Salah satu unsur yang penting dari sebuah pelayanan hotel yaitu proses check-in. Entah kenapa kemaren kayaknya hotelnya ada trouble untuk urusan ini. Saya datang memang di waktu belum mulai jadwal check-in, jadinya saya registrasi dulu (proses registrasi ini penting ternyata). Ketika jam 14.00 sesuai jadwal, saya pun check-in tapi ternyata kamarnya belum ready dengan alasan lagi bersih-bersih. Laaaah. Oke, saya tunggu lagi. Ketika ngantri untuk yang kedua kali bersama pengantri yang lain yang udah banyak, ternyata kamarnya belum ready juga. Oalaaaah. Akhirnya saya gak pergi dari meja resepsionis, saya tunggu aja di sana. Akhirnya dapat kamar juga barengan dengan pengantri yang lain, diselingi dengan protes dulu karena kamar dikasih duluan ke yang sedang dapat giliran antri padahal saya sudah menunggu di depan resepsionisnya cukup lama. 😀 Untungnya staf yang ngelayanin saya cukup ramah, jadi sedikit terobati dengan sikapnya.
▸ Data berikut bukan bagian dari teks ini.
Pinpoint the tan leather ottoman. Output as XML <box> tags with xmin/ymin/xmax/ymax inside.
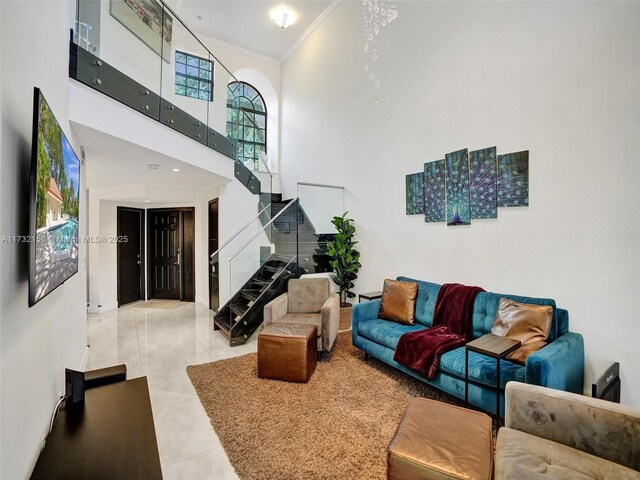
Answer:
<box><xmin>258</xmin><ymin>323</ymin><xmax>318</xmax><ymax>382</ymax></box>
<box><xmin>387</xmin><ymin>398</ymin><xmax>493</xmax><ymax>480</ymax></box>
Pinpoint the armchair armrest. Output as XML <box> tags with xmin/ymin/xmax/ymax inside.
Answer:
<box><xmin>505</xmin><ymin>382</ymin><xmax>640</xmax><ymax>470</ymax></box>
<box><xmin>525</xmin><ymin>332</ymin><xmax>584</xmax><ymax>393</ymax></box>
<box><xmin>263</xmin><ymin>293</ymin><xmax>289</xmax><ymax>326</ymax></box>
<box><xmin>351</xmin><ymin>299</ymin><xmax>382</xmax><ymax>340</ymax></box>
<box><xmin>320</xmin><ymin>293</ymin><xmax>340</xmax><ymax>352</ymax></box>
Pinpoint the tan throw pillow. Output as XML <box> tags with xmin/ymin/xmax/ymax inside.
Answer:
<box><xmin>380</xmin><ymin>279</ymin><xmax>418</xmax><ymax>325</ymax></box>
<box><xmin>491</xmin><ymin>298</ymin><xmax>553</xmax><ymax>365</ymax></box>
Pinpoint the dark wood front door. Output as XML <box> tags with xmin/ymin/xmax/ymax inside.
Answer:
<box><xmin>209</xmin><ymin>198</ymin><xmax>220</xmax><ymax>311</ymax></box>
<box><xmin>147</xmin><ymin>208</ymin><xmax>195</xmax><ymax>301</ymax></box>
<box><xmin>117</xmin><ymin>207</ymin><xmax>144</xmax><ymax>306</ymax></box>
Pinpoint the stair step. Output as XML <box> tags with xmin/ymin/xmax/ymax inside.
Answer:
<box><xmin>231</xmin><ymin>303</ymin><xmax>249</xmax><ymax>321</ymax></box>
<box><xmin>240</xmin><ymin>288</ymin><xmax>261</xmax><ymax>302</ymax></box>
<box><xmin>251</xmin><ymin>278</ymin><xmax>273</xmax><ymax>287</ymax></box>
<box><xmin>263</xmin><ymin>265</ymin><xmax>284</xmax><ymax>273</ymax></box>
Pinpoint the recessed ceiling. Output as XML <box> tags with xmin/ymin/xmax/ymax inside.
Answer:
<box><xmin>178</xmin><ymin>0</ymin><xmax>332</xmax><ymax>60</ymax></box>
<box><xmin>72</xmin><ymin>122</ymin><xmax>228</xmax><ymax>203</ymax></box>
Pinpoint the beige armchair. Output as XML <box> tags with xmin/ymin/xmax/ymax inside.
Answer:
<box><xmin>264</xmin><ymin>278</ymin><xmax>340</xmax><ymax>357</ymax></box>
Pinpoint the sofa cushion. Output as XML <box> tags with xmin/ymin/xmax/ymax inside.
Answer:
<box><xmin>358</xmin><ymin>318</ymin><xmax>425</xmax><ymax>350</ymax></box>
<box><xmin>495</xmin><ymin>428</ymin><xmax>640</xmax><ymax>480</ymax></box>
<box><xmin>470</xmin><ymin>292</ymin><xmax>557</xmax><ymax>342</ymax></box>
<box><xmin>287</xmin><ymin>278</ymin><xmax>330</xmax><ymax>313</ymax></box>
<box><xmin>440</xmin><ymin>347</ymin><xmax>526</xmax><ymax>388</ymax></box>
<box><xmin>378</xmin><ymin>278</ymin><xmax>418</xmax><ymax>325</ymax></box>
<box><xmin>491</xmin><ymin>298</ymin><xmax>553</xmax><ymax>365</ymax></box>
<box><xmin>397</xmin><ymin>277</ymin><xmax>440</xmax><ymax>327</ymax></box>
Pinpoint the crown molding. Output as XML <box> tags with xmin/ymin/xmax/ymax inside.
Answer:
<box><xmin>279</xmin><ymin>0</ymin><xmax>342</xmax><ymax>62</ymax></box>
<box><xmin>199</xmin><ymin>33</ymin><xmax>280</xmax><ymax>64</ymax></box>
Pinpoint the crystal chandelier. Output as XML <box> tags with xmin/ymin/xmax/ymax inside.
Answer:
<box><xmin>362</xmin><ymin>0</ymin><xmax>398</xmax><ymax>90</ymax></box>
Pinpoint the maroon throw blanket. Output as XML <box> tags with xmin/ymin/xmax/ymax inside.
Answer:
<box><xmin>393</xmin><ymin>283</ymin><xmax>484</xmax><ymax>380</ymax></box>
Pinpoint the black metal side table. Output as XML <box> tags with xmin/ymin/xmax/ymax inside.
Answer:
<box><xmin>358</xmin><ymin>290</ymin><xmax>382</xmax><ymax>303</ymax></box>
<box><xmin>464</xmin><ymin>333</ymin><xmax>520</xmax><ymax>418</ymax></box>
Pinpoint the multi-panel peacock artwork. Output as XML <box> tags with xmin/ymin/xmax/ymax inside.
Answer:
<box><xmin>406</xmin><ymin>147</ymin><xmax>529</xmax><ymax>225</ymax></box>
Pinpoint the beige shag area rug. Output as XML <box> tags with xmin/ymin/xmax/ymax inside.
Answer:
<box><xmin>134</xmin><ymin>300</ymin><xmax>189</xmax><ymax>310</ymax></box>
<box><xmin>187</xmin><ymin>332</ymin><xmax>490</xmax><ymax>480</ymax></box>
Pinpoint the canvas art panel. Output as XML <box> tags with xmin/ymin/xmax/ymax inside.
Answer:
<box><xmin>498</xmin><ymin>150</ymin><xmax>529</xmax><ymax>207</ymax></box>
<box><xmin>424</xmin><ymin>160</ymin><xmax>446</xmax><ymax>223</ymax></box>
<box><xmin>469</xmin><ymin>147</ymin><xmax>498</xmax><ymax>219</ymax></box>
<box><xmin>406</xmin><ymin>172</ymin><xmax>424</xmax><ymax>215</ymax></box>
<box><xmin>445</xmin><ymin>148</ymin><xmax>471</xmax><ymax>225</ymax></box>
<box><xmin>109</xmin><ymin>0</ymin><xmax>173</xmax><ymax>63</ymax></box>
Akhirnya dapat kamar juga.Walaupun bukan kamar dengan view yang kita mau mengingat view terbagus adalah untuk kamar eksekutif. Rapopo yang penting bisa ndusel! Ciri khas hotel klasik ada di sini, berkarpet, berwarna coklat karena didominasi kayu, lift yang kecil (jadul atuhlah) dan furniture klasik.

20160326_142400

Ketika pertama kali buka pintu kamar “hmmm lumayan luas”, tapi menurut saya sih sesuai lah sama bintang hotelnya. Jangan samain dengan bintang 3 lah ya. Kamar mandi juga relatif oke, walaupun saya kecewa tidak disediakan sisir, sewing kit dan cutton bud. Hotel bintang 3 aja ada loh yang menyediakan ini. Tapi tetap ada hair dryer dan…setrikaan! Jadi gak usah khawatir kalau sebelumnya ngepak barang buru-buru sampai gak sempat nyetrika dulu. 20160326_142413 20160326_151036_LLS

20160326_151008

20160327_082502

Secara umum, nilai plus kamarnya adalah nyaman, luas dan hangat karena efek warna coklat dan broken whitenya. Kamar mandi relatif luas dan bersih dengan bathtub dan wastafel air panas-dingin. Hotel menyediakan air layak minum jika kita butuh masak air di ketel, tinggal telpon aja. Ini pelayanannya keren banget deh. Kadang saya butuh bikin kopi atau coklat panas di malam hari. Maklum saya suka minum, jadi agak keberatan kalau air mineral komplimen dipakai buat yang lain. #perhitungan.

Minusnya, beberapa bagian karpet terlihat kurang maksimal dibersihkan, bagian kaki lampu bahkan debunya masih terlihat. Satu lagi yang penting yaitu chanel tivi yang banyak diacak sepertinya gara-gara gak dapat sinyal, jadi gak nongol gambarnya. Padahal channel yang tersedia standar-standar aja. Juga pihak hotel sepertinya harus me-replace bedcover deh. Udah agak tua jadi kesannya lepek dan gak empuk lagi. Padahal semua orang pasti ingin tidur di hotel dengan bedcover yang kelihatan fresh dan empuk, ya kan?

20160326_145348

Setiap melihat review hotel, saya selalu fokus ke breakfastnya. Buat tukang makan kayak saya, ini ya penting. Unsur yang pertama apakah variannya banyak dan yang kedua apakah masakannya enak. Nah untuk kedua kriteria ini dikasih nilai “lumayan”. Gak bisa dibilang banyak juga sih. Poin tambahan ternyata restorannya menyediakan jeruk peras fresh di sini, bukan kayak hotel lain yang kayaknya jus jeruk pabrikan. Ada coctail buah dan kolak pisang juga. Kalau bufet utama isinya standar seperti sosis, kentang goreng, sayur, dll. Andalan hotelnya yaitu ayam goreng tradisional jangan lupa dicoba ya. Kalau bubur ayam kok agak hambar ya, untung yang makan si bocah, jadi oke-oke aja buat dia.

Segitu dulu reviewnya. Mudah-mudahan bisa nginep lagi di sana dengan pelayanan yang lebih oke. Babaaaaaaaaaaay!

Nb: oiya, hotel ini juga lagi renovasi. Jadi akan ada suara ketukan di beberapa waktu.